Bird scooters have arrived in Starkville.
Bird, an electric scooter ride-sharing service, delivered a fleet of 25 scooters to the city Tuesday. Mayor Lynn Spruill said she has been communicating with Bird, and the company has a privilege license to conduct business in the city.
“We’ve been communicating with the company by email, so I’m aware the scooters are here,” Spruill said.
Users can reserve Bird scooters via the company’s mobile app. In order to take a trip, a user supplies payment information and scans a QR code on the scooter starting the ride. The user must take a photo of the stationed scooter at the end of the trip, and money is directly taken out from the user’s credit card.
Spruill said she has seen a few scooters downtown but does not know where they are all stationed across Starkville. Scooter locations will appear on the mobile app.
This is not the first time a company renting scooters tried to do business in Starkville. In 2019, Lime brought its scooters to town but had some issues with Mississippi State University.

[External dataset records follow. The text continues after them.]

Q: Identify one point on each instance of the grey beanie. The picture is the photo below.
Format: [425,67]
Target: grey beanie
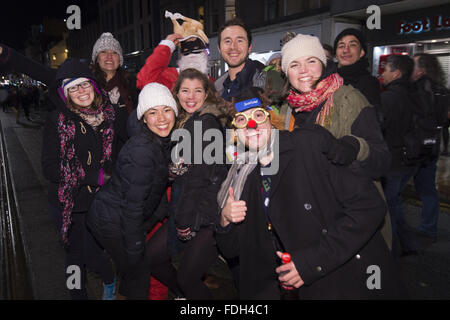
[107,42]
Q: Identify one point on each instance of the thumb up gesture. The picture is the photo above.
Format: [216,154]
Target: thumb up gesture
[234,211]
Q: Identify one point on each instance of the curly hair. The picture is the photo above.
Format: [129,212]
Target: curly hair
[211,99]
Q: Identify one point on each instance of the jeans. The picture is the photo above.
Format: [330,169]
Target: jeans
[393,185]
[425,184]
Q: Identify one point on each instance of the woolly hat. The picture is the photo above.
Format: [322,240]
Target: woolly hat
[352,32]
[107,42]
[153,95]
[71,82]
[300,46]
[276,55]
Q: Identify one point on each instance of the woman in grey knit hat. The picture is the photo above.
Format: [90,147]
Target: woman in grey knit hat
[107,66]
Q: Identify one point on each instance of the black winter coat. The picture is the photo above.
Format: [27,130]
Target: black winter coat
[133,193]
[359,78]
[327,218]
[197,206]
[396,107]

MSU allowed Lime bicycles on-campus but not the scooters, Jeremiah Dumas, MSU executive director of parking and transit services, told the Dispatch in 2019. However, users still brought them onto campus, causing sometimes dangerous conditions such as people hitting cars. Lime decided to pull out of its agreement in Starkville after the continuous complications with the university.
Dumas confirmed Wednesday the university will not allow Bird scooters on campus either. If scooters are found on MSU’s campus, he said, parking and transit services will confiscate the scooters and report back to Bird.

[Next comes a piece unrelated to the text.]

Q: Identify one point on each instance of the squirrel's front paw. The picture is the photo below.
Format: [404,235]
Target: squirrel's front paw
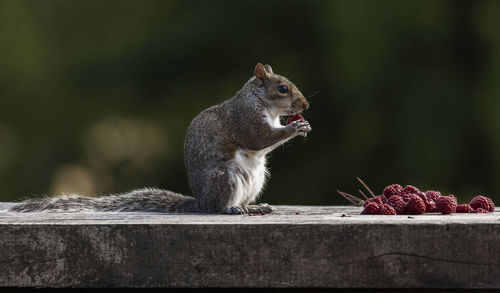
[300,127]
[235,210]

Natalie Sawyer, a spokesperson for Bird, said in an email to The Dispatch that the company brought the scooters to Starkville with the intention to satisfy the transportation needs of residents and visitors. She said Bird has been in contact with the university about the no-scooter policy, and the company will be utilizing its technological capabilities by placing a geofence, or virtual perimeter, around the campus.
The geofence appears on the Bird app as a “No Ride or Park Zone” surrounding MSU. This zone is a red area on the app map and is restricted for users to ride or park there.
Dumas said Bird has assured him the company is taking preventive measures to ensure no scooters will be on campus.
“We have had a discussion with Bird, and we’ve asked that campus be protected, and scooters cannot come on campus,” Dumas said. “We do that because of concerns of safety.”
Spruill said that she does not think the scooters will be any better than the situation with Lime.
“I don’t think it’s going to be any different,” Spruill said. “I had a full disclosure discussion with them about the fact that the university was not going to allow scooters on campus. If they came to Starkville, they came at their own business risk.”